I had the same problem and did not find an appropriate solution other than creating (or at least heavily improving) one myself. I used
petemojeiko's virtual keyboard on GitHub
as a starting point for creating my own solution. It needed to be usable in typing a complex password, so it sports keys for lower- and uppercase letters, numerals and (most) symbols a regular keyboard supports.
However, due to the need to fit it on a small screen, I put the numerals and symbols on a third layer (like a symbol-shift).
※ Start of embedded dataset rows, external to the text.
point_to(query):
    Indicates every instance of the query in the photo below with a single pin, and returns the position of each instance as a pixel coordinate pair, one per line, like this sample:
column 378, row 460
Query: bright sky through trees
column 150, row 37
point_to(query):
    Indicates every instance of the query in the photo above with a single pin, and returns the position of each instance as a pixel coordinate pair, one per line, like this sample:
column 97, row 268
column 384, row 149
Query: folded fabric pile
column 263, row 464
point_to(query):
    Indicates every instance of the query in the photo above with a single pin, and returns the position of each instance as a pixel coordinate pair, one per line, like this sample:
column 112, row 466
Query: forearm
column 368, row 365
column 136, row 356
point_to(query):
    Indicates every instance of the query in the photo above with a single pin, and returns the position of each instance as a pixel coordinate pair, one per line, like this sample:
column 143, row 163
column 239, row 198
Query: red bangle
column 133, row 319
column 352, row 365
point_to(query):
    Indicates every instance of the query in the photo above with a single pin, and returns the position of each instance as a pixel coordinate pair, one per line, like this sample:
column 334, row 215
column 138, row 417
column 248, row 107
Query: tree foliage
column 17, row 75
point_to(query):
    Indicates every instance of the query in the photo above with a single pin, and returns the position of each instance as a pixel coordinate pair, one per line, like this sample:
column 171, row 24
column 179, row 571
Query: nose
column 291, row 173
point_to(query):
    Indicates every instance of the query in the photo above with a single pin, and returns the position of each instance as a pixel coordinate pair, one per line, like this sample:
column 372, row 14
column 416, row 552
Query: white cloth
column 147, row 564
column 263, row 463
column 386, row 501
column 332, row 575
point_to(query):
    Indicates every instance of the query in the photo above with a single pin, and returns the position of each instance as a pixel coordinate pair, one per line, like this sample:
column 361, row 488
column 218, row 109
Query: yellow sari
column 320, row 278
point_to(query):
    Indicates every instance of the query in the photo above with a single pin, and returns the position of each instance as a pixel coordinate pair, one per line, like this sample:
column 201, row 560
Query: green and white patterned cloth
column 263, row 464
This presented me with basically the same proble you had in the second part of your question (switching between layers).
I solved it by implementing three keyboards (one for each layer) and destroying one specific keyboard as well as the frame containing it and creating a new one each time I wanted to change between those layers (or switch to a different entry widget):
self.frame1.destroy()
self.frame2.destroy()
self.kb.destroy()
self.frame1 = ttk.Frame(self, width=480, height=280)
self.frame1.pack(side="top", pady=30)
self.kb = vKeyboard(attach=self.entry1,
x=self.entry1.winfo_rootx(),
y=self.entry1.winfo_rooty() + self.entry1.winfo_reqheight(),
keysize=self.keysize,
parent=self.frame1,
controller=self.controller,
enterAction=self.enterAction)
I'm still new to Python/Tkinter, so someone else might be able to do it without destroying the parent frames, but this worked for me (and even on the limited ressources of a Raspberry Pi, it didn't cause any problems).